Bug 2048832

Summary: conf_url_rados: verify reload of exports when notified by Ceph's object watch-notify mechanism
Product: [Red Hat Storage] Red Hat Ceph Storage Reporter: Ram Raja <rraja>
Component: NFS-GaneshaAssignee: Venky Shankar <vshankar>
Status: NEW --- QA Contact: Vidushi Mishra <vimishra>
Severity: high Docs Contact:
Priority: medium    
Version: 5.1CC: aramteke, ffilz, fpantano, gfarnum, gfidente, gouthamr, hyelloji, kkeithle, mbenjamin, vereddy
Target Milestone: ---Keywords: CodeChange
Target Release: Backlog   
Hardware: Unspecified   
OS: Unspecified   
Whiteboard:
Fixed In Version: Doc Type: If docs needed, set a value
Doc Text:
Story Points: ---
Clone Of: Environment:
Last Closed: Type: Bug
Regression: --- Mount Type: ---
Documentation: --- CRM:
Verified Versions: Category: ---
oVirt Team: --- RHEL 7.3 requirements from Atomic Host:
Cloudforms Team: --- Target Upstream Version:
Embargoed:
Bug Depends On:    
Bug Blocks: 1961115, 2160010    

Description Ram Raja 2022-01-31 23:05:32 UTC
Description of problem:

By setting watch_url in RADOS_URLS config block, we can have nfs-ganesha watch a Ceph RADOS object. When an application (e.g., ceph's mgr/nfs module) wants ganesha to dynamically reload its exports, it notifies the watched RADOS object and makes nfs-ganesha send itself a SIGHUP. The watch callback handler, 'rados_url_watchcb', sends ack back to the notifier before sending SIGHUP to reload ganesha's exports [1]. This means that the application isn't aware of the result of the config reload. This is unlike DBus Add/Remove/Update Export interfaces that sends success or error message back to the application.

Proposed solution:

Jeff Layton suggested that the watch callback handler could directly call reread_config() and send back errors. This will mean that the watch callback will block and wait for some event. The change won't be trivial as possible deadlocks will need to be avoided. The Ceph context where the watch callback runs, and the librados mutexes held in it will need to be considered.

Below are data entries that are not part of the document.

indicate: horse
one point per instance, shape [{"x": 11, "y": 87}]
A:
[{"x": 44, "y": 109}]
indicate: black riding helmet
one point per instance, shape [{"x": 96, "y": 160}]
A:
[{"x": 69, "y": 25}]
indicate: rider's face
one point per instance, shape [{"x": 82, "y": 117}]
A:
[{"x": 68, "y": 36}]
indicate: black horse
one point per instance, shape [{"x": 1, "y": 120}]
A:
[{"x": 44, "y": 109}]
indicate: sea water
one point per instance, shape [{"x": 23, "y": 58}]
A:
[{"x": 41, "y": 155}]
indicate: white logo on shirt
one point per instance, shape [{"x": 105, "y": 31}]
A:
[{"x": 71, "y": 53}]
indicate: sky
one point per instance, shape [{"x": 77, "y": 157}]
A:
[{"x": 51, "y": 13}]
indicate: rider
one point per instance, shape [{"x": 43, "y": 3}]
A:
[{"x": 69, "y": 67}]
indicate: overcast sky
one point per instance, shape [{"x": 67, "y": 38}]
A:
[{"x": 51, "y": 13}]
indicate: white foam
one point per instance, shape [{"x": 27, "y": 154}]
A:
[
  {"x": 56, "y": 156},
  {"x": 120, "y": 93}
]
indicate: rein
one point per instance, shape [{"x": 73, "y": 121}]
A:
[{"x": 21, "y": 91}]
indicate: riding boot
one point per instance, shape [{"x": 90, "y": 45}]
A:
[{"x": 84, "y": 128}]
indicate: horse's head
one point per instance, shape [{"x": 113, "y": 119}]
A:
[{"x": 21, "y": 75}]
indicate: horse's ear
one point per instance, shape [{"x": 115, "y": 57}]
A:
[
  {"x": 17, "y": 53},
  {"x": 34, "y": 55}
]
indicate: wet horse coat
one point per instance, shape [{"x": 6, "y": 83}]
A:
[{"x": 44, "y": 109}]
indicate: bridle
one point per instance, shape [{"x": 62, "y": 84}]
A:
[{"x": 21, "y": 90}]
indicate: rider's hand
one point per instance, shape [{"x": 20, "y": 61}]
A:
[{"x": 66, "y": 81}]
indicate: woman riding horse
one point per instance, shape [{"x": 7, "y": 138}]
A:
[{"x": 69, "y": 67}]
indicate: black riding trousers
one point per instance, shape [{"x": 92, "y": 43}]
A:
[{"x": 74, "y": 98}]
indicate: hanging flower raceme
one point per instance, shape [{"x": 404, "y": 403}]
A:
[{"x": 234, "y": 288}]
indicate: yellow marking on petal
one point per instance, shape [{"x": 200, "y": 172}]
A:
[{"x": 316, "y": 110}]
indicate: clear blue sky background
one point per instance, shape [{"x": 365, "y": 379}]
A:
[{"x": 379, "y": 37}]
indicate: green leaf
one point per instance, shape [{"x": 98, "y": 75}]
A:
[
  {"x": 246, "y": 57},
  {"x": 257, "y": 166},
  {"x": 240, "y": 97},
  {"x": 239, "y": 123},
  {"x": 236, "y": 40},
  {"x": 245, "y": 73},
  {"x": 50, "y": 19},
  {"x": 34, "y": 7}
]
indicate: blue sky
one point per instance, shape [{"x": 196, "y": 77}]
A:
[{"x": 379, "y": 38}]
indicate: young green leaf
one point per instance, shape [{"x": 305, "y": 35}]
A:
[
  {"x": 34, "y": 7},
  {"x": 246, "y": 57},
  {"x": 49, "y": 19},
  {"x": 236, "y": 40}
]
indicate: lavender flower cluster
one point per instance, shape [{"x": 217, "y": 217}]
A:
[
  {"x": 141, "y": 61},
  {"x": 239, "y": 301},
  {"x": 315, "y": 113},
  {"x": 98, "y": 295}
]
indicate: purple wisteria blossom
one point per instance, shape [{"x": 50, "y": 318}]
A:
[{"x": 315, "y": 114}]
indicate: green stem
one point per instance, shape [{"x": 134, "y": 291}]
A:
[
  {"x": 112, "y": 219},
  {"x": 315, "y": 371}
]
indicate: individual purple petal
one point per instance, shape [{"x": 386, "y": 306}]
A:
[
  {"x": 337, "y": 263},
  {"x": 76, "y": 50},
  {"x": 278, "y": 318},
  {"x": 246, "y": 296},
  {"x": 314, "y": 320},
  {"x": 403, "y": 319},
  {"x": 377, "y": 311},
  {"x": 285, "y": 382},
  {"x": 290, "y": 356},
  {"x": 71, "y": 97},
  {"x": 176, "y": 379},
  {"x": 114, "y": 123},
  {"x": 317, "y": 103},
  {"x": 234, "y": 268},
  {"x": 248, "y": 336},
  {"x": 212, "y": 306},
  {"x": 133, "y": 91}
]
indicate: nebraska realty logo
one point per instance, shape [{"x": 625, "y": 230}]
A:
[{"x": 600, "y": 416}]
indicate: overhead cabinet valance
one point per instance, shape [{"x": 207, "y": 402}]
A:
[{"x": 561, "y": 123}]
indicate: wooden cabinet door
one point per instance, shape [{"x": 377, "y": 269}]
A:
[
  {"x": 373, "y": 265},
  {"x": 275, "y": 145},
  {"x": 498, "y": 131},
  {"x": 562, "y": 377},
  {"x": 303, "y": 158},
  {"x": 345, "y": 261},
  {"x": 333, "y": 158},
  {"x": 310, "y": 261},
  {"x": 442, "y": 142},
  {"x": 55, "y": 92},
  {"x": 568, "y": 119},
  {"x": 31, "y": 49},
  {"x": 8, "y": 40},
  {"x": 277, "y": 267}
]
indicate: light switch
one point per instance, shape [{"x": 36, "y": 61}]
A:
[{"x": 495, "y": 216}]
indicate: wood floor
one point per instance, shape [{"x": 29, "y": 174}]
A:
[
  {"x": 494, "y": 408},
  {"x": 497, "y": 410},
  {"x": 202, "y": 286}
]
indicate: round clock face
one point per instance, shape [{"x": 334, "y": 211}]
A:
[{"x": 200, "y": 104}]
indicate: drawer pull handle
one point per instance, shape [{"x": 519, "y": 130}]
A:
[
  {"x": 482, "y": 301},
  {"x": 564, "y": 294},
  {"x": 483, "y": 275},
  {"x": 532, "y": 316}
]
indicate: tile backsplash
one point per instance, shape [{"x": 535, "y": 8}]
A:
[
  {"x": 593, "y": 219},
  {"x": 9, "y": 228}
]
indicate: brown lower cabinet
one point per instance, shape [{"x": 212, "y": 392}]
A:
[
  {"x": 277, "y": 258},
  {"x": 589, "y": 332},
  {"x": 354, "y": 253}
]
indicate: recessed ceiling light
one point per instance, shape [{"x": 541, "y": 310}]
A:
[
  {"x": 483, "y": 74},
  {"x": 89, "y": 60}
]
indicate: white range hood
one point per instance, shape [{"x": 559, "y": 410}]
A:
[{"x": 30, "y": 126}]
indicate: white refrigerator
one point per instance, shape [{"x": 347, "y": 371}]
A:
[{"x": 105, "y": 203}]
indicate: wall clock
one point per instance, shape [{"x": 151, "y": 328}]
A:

[1] https://github.com/nfs-ganesha/nfs-ganesha/commit/b75f5f84fc#diff-bd5efdcc946acd67af5f6149d67c6d651a6f4abb6cbb8823fba167e39fca6c32R364

Comment 1 RHEL Program Management 2022-01-31 23:05:39 UTC
Please specify the severity of this bug. Severity is defined here:
https://bugzilla.redhat.com/page.cgi?id=fields.html#bug_severity.

Comment 2 Ram Raja 2022-01-31 23:19:47 UTC
Use case:

OpenStack Manila's CephFS NFS driver wants to use Ceph's object watch/notify mechanism to dynamically add/remove/update NFS exports. The driver is currently using DBus add/remove/update exports signals that sends back the result of the exports being reloaded. So the manila driver expects Ceph's object watch/notify mechanism to similarly return the result of ganesha export reloads.

Comment 4 Frank Filz 2022-01-31 23:52:43 UTC
That could certainly be done and would not be a huge effort, other than resolving any deadlock issues. Hopefully any locks could be dropped before invoking the Ganesha export reload since that would be a side effect of the data base changes.